Velhice: “construção social da última etapa do curso de vida[1]

A etapa da vida caracterizada como velhice, com suas peculiaridades, só pode ser compreendida a partir da relação que se estabelece entre os aspectos cronológicos, biológicos, psicológicos e sociais. Essa interação institui-se de acordo com as condições da cultura na qual o indivíduo está inserido. Condições históricas, políticas, econômicas, geográficas e culturais produzem diferentes representações sociais da velhice e também do idoso. Há uma correspondência entre a concepção de velhice presente em uma sociedade e as atitudes frente às pessoas que estão envelhecendo.
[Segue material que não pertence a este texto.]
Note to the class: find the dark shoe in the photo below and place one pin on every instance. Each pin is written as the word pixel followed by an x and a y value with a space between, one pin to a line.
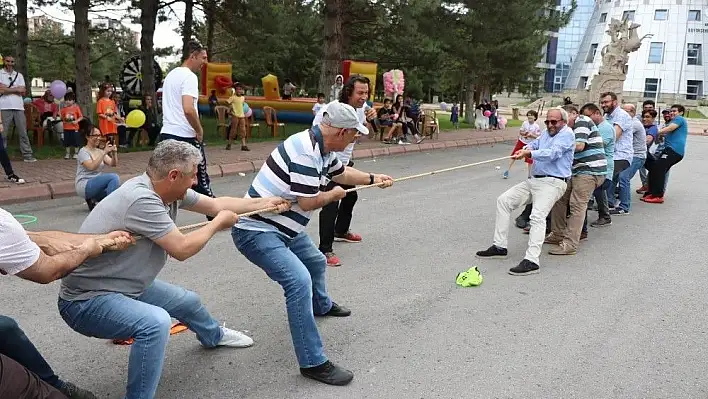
pixel 71 391
pixel 618 211
pixel 338 311
pixel 329 373
pixel 524 268
pixel 492 252
pixel 601 223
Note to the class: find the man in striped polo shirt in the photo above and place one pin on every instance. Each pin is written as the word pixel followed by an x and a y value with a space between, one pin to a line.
pixel 277 243
pixel 589 170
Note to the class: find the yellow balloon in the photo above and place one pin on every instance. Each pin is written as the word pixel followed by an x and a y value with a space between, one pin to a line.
pixel 135 119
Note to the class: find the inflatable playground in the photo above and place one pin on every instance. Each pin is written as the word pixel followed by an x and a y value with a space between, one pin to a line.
pixel 217 77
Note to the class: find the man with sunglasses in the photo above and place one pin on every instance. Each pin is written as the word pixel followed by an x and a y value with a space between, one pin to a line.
pixel 12 107
pixel 336 217
pixel 552 154
pixel 279 245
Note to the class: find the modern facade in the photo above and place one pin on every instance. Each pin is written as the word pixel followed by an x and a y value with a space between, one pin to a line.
pixel 670 64
pixel 562 48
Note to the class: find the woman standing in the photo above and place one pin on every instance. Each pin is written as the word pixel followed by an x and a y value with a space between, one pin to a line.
pixel 91 183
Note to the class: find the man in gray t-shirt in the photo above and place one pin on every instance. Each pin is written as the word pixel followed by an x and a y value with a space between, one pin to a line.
pixel 117 295
pixel 639 145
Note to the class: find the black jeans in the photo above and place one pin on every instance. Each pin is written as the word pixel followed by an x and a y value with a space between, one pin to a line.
pixel 336 217
pixel 658 166
pixel 203 185
pixel 15 345
pixel 5 159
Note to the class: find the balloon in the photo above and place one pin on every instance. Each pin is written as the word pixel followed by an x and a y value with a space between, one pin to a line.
pixel 135 119
pixel 58 89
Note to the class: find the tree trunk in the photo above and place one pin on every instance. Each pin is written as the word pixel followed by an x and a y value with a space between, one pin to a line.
pixel 210 14
pixel 187 27
pixel 83 61
pixel 469 104
pixel 22 65
pixel 148 19
pixel 333 41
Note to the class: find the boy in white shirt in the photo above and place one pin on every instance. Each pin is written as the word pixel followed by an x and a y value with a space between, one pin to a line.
pixel 529 132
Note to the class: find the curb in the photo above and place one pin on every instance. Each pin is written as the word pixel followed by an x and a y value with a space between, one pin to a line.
pixel 63 189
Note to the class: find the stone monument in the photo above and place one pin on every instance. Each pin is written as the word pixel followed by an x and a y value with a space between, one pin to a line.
pixel 615 55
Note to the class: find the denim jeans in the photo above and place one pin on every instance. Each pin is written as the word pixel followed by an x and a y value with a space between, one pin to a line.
pixel 100 186
pixel 146 319
pixel 15 345
pixel 299 267
pixel 625 182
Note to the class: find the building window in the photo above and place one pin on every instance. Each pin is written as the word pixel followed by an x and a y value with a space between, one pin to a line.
pixel 695 54
pixel 652 86
pixel 591 53
pixel 628 15
pixel 694 89
pixel 656 53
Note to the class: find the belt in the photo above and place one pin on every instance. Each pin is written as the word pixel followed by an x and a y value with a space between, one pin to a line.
pixel 565 179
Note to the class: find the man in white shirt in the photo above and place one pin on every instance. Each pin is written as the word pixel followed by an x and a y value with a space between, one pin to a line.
pixel 41 257
pixel 180 117
pixel 336 217
pixel 12 107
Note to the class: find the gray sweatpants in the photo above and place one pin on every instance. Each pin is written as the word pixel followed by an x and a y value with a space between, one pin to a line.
pixel 17 118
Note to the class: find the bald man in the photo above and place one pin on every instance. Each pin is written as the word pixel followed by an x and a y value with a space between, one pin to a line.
pixel 552 154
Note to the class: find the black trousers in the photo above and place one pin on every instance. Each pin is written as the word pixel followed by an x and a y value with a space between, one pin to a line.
pixel 5 159
pixel 658 166
pixel 336 217
pixel 203 185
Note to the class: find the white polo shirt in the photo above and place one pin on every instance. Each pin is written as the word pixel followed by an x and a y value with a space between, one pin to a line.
pixel 11 101
pixel 17 251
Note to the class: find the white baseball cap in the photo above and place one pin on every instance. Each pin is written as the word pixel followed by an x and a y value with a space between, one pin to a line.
pixel 344 116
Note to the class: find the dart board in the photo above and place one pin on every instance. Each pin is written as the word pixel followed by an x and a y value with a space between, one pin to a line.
pixel 131 77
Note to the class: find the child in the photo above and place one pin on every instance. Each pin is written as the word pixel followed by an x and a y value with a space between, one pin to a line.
pixel 107 111
pixel 455 116
pixel 529 132
pixel 318 105
pixel 238 117
pixel 71 116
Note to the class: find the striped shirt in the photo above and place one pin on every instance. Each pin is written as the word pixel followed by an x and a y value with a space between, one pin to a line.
pixel 296 168
pixel 592 160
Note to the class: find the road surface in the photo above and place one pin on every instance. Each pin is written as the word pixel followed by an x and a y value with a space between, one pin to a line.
pixel 625 318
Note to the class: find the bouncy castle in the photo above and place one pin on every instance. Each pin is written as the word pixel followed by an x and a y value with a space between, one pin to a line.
pixel 217 77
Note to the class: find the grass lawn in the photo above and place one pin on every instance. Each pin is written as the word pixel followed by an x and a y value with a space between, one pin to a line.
pixel 54 150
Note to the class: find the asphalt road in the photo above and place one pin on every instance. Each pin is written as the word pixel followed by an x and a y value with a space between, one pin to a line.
pixel 624 318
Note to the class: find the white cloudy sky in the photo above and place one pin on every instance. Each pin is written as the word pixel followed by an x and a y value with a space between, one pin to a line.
pixel 165 35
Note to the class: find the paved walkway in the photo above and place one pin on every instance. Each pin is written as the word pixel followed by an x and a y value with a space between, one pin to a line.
pixel 54 178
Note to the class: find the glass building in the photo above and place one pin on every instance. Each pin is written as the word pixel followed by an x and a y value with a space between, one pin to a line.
pixel 563 46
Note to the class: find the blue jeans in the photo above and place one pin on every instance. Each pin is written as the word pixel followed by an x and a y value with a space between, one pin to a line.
pixel 299 267
pixel 15 345
pixel 146 319
pixel 100 186
pixel 625 182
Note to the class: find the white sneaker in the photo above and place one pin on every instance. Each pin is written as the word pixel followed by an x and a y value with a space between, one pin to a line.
pixel 235 339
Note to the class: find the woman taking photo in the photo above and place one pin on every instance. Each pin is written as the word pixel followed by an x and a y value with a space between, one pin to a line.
pixel 91 183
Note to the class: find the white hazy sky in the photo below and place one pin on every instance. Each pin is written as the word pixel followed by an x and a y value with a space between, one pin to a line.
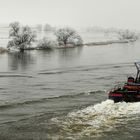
pixel 105 13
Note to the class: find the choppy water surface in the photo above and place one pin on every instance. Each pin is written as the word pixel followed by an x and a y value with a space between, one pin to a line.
pixel 62 94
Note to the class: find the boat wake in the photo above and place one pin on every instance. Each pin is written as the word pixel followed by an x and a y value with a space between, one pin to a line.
pixel 98 119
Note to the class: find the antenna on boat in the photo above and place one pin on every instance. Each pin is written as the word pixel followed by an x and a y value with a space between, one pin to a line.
pixel 137 64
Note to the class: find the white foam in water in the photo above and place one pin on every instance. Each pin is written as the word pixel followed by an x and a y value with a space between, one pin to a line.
pixel 102 117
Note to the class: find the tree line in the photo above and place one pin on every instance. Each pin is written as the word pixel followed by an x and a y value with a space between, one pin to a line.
pixel 23 37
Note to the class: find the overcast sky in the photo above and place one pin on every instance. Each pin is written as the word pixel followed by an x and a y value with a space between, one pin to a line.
pixel 104 13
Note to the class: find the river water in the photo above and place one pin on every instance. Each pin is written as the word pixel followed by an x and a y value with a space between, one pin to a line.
pixel 62 94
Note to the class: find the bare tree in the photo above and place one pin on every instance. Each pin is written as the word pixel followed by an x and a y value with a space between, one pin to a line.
pixel 67 36
pixel 48 28
pixel 21 37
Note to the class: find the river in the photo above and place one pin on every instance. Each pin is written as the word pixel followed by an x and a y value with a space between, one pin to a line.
pixel 62 94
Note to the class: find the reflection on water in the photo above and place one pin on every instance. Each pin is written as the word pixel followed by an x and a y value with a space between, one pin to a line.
pixel 20 61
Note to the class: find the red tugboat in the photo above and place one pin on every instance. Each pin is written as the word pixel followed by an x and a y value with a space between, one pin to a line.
pixel 130 91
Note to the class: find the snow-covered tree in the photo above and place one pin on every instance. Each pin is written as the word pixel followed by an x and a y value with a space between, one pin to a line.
pixel 48 28
pixel 127 35
pixel 21 37
pixel 68 36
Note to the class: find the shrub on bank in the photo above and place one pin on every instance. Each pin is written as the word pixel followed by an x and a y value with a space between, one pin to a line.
pixel 21 37
pixel 68 36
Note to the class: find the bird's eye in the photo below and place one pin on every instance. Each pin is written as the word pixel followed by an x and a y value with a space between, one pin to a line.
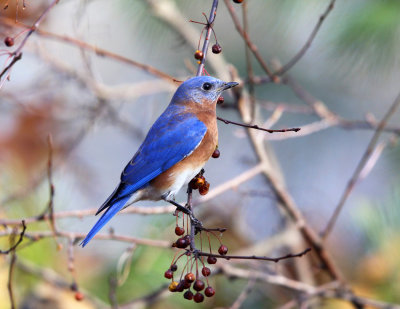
pixel 207 86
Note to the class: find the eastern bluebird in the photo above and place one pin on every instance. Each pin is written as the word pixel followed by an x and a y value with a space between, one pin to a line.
pixel 174 151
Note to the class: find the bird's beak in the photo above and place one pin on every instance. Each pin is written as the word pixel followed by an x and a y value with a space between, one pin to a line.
pixel 229 85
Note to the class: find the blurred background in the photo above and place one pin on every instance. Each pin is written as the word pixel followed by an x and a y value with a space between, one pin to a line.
pixel 98 111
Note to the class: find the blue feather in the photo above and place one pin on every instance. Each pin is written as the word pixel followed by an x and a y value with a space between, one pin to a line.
pixel 111 211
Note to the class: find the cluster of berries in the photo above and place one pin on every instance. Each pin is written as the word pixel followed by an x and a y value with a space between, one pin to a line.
pixel 200 183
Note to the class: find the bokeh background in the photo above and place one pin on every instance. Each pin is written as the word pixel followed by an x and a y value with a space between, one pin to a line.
pixel 98 111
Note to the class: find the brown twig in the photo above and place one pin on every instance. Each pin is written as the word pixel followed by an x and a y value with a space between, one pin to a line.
pixel 257 127
pixel 21 237
pixel 308 43
pixel 254 257
pixel 17 54
pixel 246 38
pixel 213 14
pixel 367 154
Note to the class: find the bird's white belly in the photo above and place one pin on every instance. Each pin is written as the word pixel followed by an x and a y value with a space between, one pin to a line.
pixel 181 178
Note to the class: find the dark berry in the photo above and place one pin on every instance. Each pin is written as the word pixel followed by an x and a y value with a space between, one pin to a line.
pixel 190 277
pixel 206 271
pixel 198 285
pixel 198 55
pixel 198 298
pixel 216 153
pixel 9 41
pixel 203 190
pixel 209 291
pixel 168 274
pixel 188 295
pixel 79 296
pixel 180 287
pixel 216 49
pixel 223 250
pixel 181 243
pixel 172 287
pixel 211 260
pixel 186 284
pixel 179 231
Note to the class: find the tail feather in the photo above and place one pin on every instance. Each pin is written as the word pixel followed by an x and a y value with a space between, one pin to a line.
pixel 110 212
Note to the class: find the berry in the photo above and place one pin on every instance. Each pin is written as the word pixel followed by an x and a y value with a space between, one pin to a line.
pixel 200 181
pixel 198 285
pixel 198 298
pixel 209 291
pixel 181 243
pixel 216 49
pixel 223 250
pixel 203 190
pixel 190 277
pixel 198 55
pixel 79 296
pixel 216 153
pixel 179 231
pixel 172 287
pixel 180 287
pixel 188 295
pixel 211 260
pixel 186 284
pixel 168 274
pixel 206 271
pixel 9 41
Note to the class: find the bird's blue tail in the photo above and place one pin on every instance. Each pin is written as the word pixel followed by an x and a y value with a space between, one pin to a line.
pixel 110 212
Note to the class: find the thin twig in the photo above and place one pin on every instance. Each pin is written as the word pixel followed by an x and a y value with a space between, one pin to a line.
pixel 354 178
pixel 21 237
pixel 246 38
pixel 254 257
pixel 213 14
pixel 254 126
pixel 307 45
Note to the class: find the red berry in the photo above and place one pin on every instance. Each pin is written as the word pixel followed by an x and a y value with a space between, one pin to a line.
pixel 9 41
pixel 209 291
pixel 188 295
pixel 203 190
pixel 186 284
pixel 172 287
pixel 198 285
pixel 190 277
pixel 211 260
pixel 216 49
pixel 181 243
pixel 223 250
pixel 79 296
pixel 180 287
pixel 198 297
pixel 206 271
pixel 198 55
pixel 216 153
pixel 179 231
pixel 168 274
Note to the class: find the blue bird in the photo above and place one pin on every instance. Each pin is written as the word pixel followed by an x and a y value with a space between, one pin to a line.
pixel 175 149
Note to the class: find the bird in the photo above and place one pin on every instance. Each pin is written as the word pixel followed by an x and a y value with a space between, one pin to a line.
pixel 174 150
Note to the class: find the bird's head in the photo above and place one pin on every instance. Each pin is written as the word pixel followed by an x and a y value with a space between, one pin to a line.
pixel 201 90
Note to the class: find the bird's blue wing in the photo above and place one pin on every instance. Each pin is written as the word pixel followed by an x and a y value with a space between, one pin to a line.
pixel 172 138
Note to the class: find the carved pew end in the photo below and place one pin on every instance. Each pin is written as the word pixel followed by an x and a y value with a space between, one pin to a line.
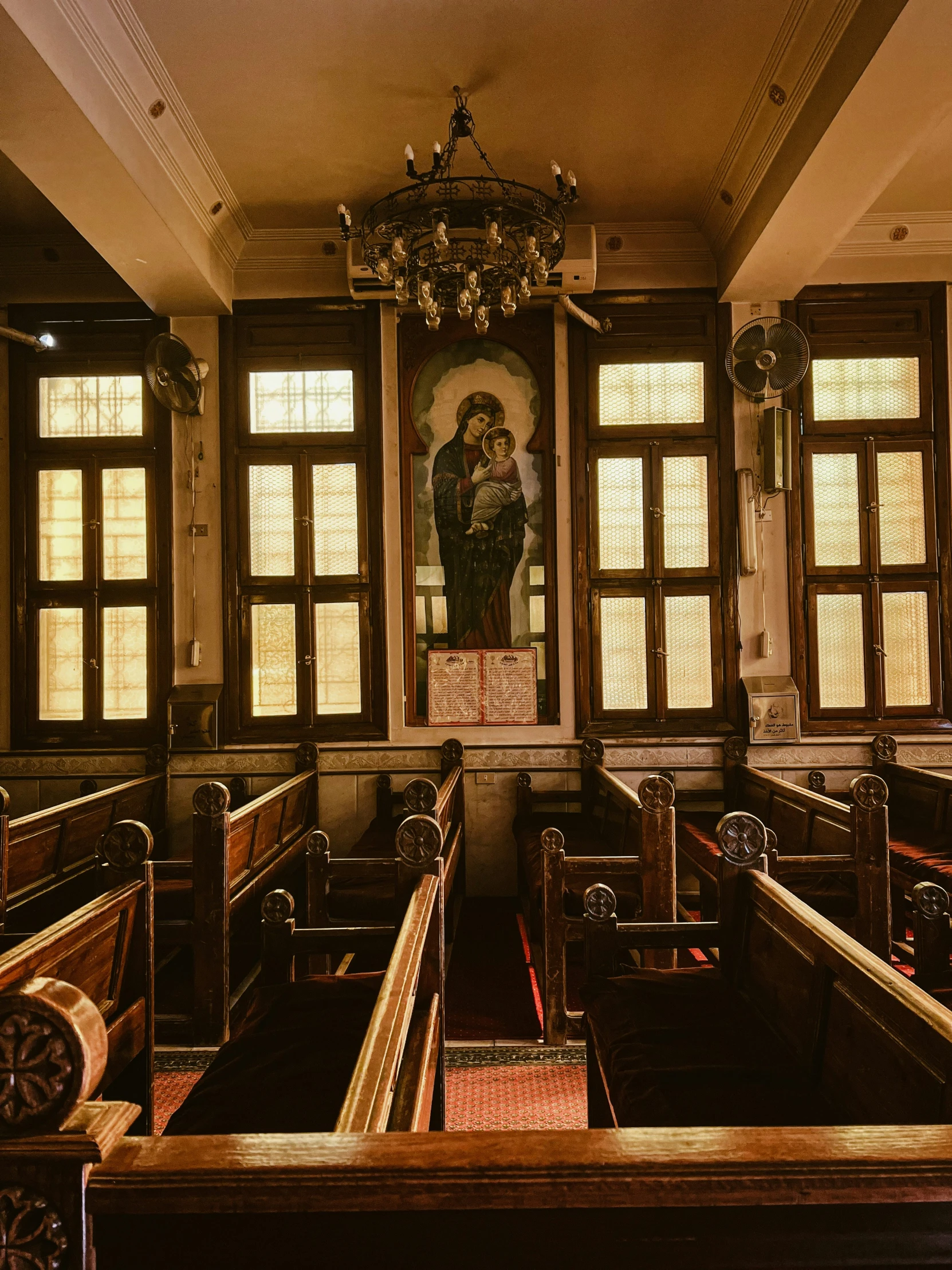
pixel 56 1048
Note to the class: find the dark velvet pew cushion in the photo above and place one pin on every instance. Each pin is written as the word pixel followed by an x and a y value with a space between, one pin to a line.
pixel 289 1066
pixel 685 1048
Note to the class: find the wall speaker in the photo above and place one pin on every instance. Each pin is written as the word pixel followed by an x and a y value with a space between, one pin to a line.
pixel 778 450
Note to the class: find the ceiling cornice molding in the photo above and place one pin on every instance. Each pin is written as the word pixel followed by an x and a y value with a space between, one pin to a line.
pixel 797 97
pixel 130 65
pixel 930 234
pixel 174 102
pixel 754 104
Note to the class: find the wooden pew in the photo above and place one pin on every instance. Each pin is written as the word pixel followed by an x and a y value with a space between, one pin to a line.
pixel 377 837
pixel 800 1025
pixel 832 855
pixel 363 887
pixel 49 859
pixel 920 832
pixel 638 838
pixel 207 904
pixel 356 1053
pixel 559 851
pixel 104 949
pixel 782 1197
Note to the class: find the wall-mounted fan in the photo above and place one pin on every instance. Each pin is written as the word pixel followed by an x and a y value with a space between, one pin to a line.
pixel 177 380
pixel 768 357
pixel 174 375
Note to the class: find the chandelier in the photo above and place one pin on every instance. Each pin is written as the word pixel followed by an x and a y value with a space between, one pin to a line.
pixel 465 243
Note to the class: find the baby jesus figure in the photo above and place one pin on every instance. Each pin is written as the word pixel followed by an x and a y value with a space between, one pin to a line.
pixel 501 484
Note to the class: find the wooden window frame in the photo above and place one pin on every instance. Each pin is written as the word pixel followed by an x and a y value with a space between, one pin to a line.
pixel 91 339
pixel 890 320
pixel 662 327
pixel 290 336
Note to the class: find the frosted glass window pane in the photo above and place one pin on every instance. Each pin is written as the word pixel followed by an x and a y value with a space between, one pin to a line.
pixel 60 501
pixel 687 625
pixel 686 544
pixel 651 393
pixel 906 639
pixel 60 663
pixel 902 507
pixel 125 663
pixel 621 514
pixel 836 509
pixel 302 402
pixel 271 516
pixel 273 660
pixel 125 554
pixel 91 406
pixel 336 520
pixel 839 650
pixel 624 653
pixel 866 387
pixel 338 658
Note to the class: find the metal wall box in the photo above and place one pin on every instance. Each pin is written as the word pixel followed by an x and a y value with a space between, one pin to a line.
pixel 773 708
pixel 193 716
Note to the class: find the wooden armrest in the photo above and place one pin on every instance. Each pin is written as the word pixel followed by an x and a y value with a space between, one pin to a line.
pixel 668 935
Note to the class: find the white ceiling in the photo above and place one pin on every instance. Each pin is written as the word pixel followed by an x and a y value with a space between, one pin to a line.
pixel 305 104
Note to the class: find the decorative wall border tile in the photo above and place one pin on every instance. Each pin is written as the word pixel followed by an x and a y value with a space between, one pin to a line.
pixel 18 766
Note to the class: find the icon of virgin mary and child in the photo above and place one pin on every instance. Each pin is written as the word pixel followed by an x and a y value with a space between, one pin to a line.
pixel 480 514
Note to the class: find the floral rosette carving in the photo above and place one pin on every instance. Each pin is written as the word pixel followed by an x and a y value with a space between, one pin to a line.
pixel 870 791
pixel 127 845
pixel 735 748
pixel 318 844
pixel 419 840
pixel 600 902
pixel 420 795
pixel 553 840
pixel 278 906
pixel 32 1235
pixel 211 799
pixel 931 900
pixel 742 837
pixel 36 1069
pixel 656 794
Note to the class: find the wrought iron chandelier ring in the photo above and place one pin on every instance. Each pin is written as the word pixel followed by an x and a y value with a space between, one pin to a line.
pixel 463 242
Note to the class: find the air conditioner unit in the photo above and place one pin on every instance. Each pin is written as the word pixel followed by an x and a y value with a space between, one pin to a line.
pixel 575 272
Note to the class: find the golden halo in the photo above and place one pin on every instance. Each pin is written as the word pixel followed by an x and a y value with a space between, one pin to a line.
pixel 490 404
pixel 490 434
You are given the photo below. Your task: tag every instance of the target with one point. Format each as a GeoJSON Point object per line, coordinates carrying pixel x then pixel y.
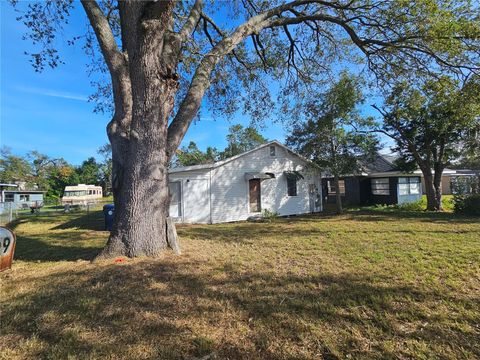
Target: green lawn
{"type": "Point", "coordinates": [365, 285]}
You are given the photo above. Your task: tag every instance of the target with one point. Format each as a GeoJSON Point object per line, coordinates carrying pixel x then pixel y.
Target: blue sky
{"type": "Point", "coordinates": [49, 111]}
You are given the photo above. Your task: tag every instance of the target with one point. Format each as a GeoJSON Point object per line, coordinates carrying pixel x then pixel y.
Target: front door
{"type": "Point", "coordinates": [254, 191]}
{"type": "Point", "coordinates": [314, 198]}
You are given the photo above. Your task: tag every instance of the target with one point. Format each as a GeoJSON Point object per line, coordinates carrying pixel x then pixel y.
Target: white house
{"type": "Point", "coordinates": [270, 177]}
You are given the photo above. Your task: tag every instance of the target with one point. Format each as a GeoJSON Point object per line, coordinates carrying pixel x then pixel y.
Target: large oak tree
{"type": "Point", "coordinates": [164, 56]}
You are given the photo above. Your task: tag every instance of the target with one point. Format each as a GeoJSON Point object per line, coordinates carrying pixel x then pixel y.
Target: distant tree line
{"type": "Point", "coordinates": [39, 171]}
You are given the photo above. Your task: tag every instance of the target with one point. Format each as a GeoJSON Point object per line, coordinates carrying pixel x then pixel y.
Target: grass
{"type": "Point", "coordinates": [364, 285]}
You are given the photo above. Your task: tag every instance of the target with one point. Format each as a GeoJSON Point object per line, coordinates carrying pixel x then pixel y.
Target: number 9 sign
{"type": "Point", "coordinates": [7, 247]}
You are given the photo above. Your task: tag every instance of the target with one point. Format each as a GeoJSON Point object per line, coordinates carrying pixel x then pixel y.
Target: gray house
{"type": "Point", "coordinates": [379, 182]}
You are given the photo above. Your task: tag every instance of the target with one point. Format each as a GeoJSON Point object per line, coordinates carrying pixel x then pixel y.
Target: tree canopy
{"type": "Point", "coordinates": [239, 139]}
{"type": "Point", "coordinates": [163, 57]}
{"type": "Point", "coordinates": [432, 125]}
{"type": "Point", "coordinates": [331, 133]}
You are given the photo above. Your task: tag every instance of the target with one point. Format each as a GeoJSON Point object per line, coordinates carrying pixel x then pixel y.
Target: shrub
{"type": "Point", "coordinates": [467, 204]}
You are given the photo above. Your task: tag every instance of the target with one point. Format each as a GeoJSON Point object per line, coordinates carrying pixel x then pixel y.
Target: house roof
{"type": "Point", "coordinates": [24, 192]}
{"type": "Point", "coordinates": [223, 162]}
{"type": "Point", "coordinates": [380, 164]}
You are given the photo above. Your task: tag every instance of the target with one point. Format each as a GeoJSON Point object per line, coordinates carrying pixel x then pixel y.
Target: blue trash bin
{"type": "Point", "coordinates": [108, 212]}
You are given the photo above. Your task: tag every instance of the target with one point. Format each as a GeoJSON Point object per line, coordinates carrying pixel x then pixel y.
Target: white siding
{"type": "Point", "coordinates": [195, 195]}
{"type": "Point", "coordinates": [230, 194]}
{"type": "Point", "coordinates": [221, 194]}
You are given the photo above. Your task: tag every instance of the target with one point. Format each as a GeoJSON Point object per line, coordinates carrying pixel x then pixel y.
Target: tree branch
{"type": "Point", "coordinates": [192, 20]}
{"type": "Point", "coordinates": [118, 68]}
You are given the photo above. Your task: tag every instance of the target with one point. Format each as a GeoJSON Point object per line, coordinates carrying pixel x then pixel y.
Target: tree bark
{"type": "Point", "coordinates": [338, 195]}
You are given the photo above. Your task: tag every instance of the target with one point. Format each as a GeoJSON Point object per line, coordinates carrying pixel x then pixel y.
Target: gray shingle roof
{"type": "Point", "coordinates": [381, 163]}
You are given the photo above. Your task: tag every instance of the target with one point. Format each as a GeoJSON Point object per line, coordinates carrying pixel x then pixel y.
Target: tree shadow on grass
{"type": "Point", "coordinates": [33, 249]}
{"type": "Point", "coordinates": [170, 309]}
{"type": "Point", "coordinates": [93, 220]}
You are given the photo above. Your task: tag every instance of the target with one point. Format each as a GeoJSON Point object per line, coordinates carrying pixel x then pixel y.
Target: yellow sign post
{"type": "Point", "coordinates": [7, 248]}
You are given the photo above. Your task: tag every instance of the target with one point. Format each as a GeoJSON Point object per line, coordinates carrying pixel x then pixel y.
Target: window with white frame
{"type": "Point", "coordinates": [272, 150]}
{"type": "Point", "coordinates": [175, 191]}
{"type": "Point", "coordinates": [331, 187]}
{"type": "Point", "coordinates": [381, 186]}
{"type": "Point", "coordinates": [409, 186]}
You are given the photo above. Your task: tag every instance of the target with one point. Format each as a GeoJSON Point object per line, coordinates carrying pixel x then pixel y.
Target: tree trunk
{"type": "Point", "coordinates": [141, 161]}
{"type": "Point", "coordinates": [338, 195]}
{"type": "Point", "coordinates": [433, 190]}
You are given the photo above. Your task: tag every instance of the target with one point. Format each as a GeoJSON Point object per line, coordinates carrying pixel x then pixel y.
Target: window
{"type": "Point", "coordinates": [272, 150]}
{"type": "Point", "coordinates": [291, 186]}
{"type": "Point", "coordinates": [381, 186]}
{"type": "Point", "coordinates": [409, 186]}
{"type": "Point", "coordinates": [175, 189]}
{"type": "Point", "coordinates": [331, 187]}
A idade considerada idosa pela Organização Mundial da Saúde (OMS) é estabelecida conforme o nível sócio econômico de cada nação. Em países em desenvolvimento, é considerado idoso aquele que tem 60 ou mais anos de idade, enquanto que nos países desenvolvidos, a idade se estende até os 65 anos.

O conceito de idade, por sua vez, é multidimensional e não é uma boa medida do desenvolvimento humano. A idade e o processo de envelhecimento possuem outras dimensões e significados que extrapolam as dimensões da idade cronológica [2].

Pode-se dizer que, diversas são as áreas do conhecimento que desenvolvem estudos e lidam com questões sobre a velhice e o envelhecimento são elas: a geriatria, a gerontologia, as ciências sociais, a educação, a psicologia, o serviço social, o direito, entre outras.

Dentre os documentos que merecem destaques e que tratam dos direitos dos idosos temos, a Política Nacional do Idoso, lançada em 1994, o Estatuto do Idoso de 2003 e a Convenção Interamericana Sobre a Proteção dos Direitos Humanos dos Idosos, de 14 de junho de 2015.

Envelhecimento e Longevidade [editar | editar código-fonte]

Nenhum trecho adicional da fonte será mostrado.